Understanding dgl sampler sampler.cc

lwwlwwl · April 19, 2023, 6:08am

Hi,

I am trying to understand how the sampling stage works for node classification with graphsage, specifically C++ scripts. I am wondering which functions/files are involved. I checked the tutorial web and it seems it talked more about how to use the libraries. I want to learn how it works like how the neighborhood nodes of target nodes are selected etc.

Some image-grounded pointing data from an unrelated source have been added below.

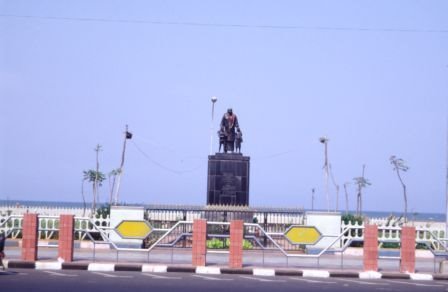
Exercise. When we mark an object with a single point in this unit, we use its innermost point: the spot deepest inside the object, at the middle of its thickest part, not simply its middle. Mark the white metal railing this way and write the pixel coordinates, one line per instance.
(434, 235)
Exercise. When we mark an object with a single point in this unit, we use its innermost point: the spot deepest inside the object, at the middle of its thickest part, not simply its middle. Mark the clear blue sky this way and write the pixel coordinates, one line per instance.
(370, 75)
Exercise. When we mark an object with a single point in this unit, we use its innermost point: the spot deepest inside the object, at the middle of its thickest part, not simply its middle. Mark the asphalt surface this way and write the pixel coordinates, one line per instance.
(72, 280)
(250, 259)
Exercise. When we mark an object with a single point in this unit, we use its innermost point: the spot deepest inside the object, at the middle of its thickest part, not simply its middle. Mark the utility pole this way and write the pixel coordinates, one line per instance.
(446, 186)
(346, 197)
(324, 140)
(127, 135)
(312, 199)
(213, 99)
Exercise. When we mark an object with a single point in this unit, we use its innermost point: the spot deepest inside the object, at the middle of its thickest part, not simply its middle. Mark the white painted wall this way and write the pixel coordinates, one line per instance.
(328, 223)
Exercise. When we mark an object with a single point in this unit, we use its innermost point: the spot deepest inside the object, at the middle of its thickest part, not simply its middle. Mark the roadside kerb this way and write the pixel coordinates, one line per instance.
(261, 272)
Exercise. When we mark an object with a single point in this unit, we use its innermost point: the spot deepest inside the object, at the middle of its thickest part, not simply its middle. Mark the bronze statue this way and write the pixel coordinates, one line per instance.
(238, 140)
(229, 123)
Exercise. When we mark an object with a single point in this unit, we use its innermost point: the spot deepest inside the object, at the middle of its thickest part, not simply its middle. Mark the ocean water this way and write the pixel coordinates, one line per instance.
(435, 217)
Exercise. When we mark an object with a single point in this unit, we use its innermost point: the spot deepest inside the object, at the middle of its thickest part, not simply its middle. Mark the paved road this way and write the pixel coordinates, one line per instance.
(71, 281)
(252, 258)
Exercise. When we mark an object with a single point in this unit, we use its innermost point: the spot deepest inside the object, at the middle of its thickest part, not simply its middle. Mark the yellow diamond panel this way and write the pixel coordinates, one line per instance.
(303, 235)
(133, 229)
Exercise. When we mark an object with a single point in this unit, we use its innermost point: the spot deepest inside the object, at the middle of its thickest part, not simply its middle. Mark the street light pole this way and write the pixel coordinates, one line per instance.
(213, 99)
(446, 186)
(324, 140)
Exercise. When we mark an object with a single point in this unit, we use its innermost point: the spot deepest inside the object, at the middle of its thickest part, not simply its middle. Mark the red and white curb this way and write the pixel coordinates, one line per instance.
(261, 272)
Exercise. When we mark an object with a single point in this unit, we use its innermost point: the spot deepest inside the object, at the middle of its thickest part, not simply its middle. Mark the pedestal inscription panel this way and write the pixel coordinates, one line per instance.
(228, 179)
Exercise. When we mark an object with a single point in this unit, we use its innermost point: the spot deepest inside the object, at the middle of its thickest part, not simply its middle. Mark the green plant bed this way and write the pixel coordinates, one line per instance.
(220, 243)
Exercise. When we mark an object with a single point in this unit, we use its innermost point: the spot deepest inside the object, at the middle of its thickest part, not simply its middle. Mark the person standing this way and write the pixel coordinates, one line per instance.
(229, 123)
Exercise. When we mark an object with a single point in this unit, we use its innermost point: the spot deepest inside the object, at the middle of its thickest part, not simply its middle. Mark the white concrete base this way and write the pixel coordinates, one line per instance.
(95, 267)
(264, 272)
(208, 270)
(421, 277)
(370, 275)
(315, 274)
(89, 245)
(154, 269)
(48, 266)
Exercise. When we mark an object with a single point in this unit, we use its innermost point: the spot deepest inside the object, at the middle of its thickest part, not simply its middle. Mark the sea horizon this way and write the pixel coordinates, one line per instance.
(414, 216)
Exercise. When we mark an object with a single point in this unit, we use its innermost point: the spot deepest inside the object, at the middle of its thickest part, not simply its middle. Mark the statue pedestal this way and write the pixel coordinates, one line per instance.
(228, 179)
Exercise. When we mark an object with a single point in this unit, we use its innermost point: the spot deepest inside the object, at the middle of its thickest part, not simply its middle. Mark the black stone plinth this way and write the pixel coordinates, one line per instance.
(228, 179)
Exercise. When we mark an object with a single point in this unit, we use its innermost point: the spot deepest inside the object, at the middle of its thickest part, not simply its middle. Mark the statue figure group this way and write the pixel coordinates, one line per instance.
(230, 135)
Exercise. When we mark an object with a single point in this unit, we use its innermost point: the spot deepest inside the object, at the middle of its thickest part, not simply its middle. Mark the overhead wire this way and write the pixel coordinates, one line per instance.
(179, 172)
(227, 25)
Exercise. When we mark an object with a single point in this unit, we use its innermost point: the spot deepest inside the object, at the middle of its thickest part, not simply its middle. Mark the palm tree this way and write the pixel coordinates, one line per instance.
(361, 182)
(399, 165)
(112, 183)
(96, 178)
(346, 197)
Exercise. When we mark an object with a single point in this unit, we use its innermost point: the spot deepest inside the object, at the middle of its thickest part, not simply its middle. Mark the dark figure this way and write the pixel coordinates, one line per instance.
(2, 248)
(238, 140)
(229, 124)
(222, 139)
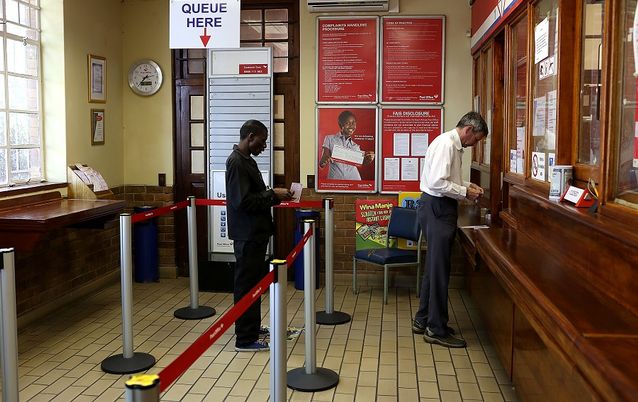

I tried to add print statements to functions in sampler.cc, re-build from the source and run python dgl/examples/pytorch/graphsage/node_classification.py but it did not seem to work. How sampler.cc is involved in the training process?

Thanks in advance.

minjie · April 20, 2023, 1:55am

The high-level flow on the C++ side is like this:

The Python API will call into a C API called SampleNeighbors
It selects the proper format and then calls the corresponding operators. E.g., CSRRowWiseSampling
All operator implementations are under src/array/(cpu|cuda) . For example, the CPU CSRRowWiseSample operator is here. It is implemented using a template function (i.e., developer only need to provide how to get samples from each row while how rows are parallelized is handled by the template). The template definition is in the header file: dgl/rowwise_pick.h at master · dmlc/dgl · GitHub

system · May 20, 2023, 1:56am

This topic was automatically closed 30 days after the last reply. New replies are no longer allowed.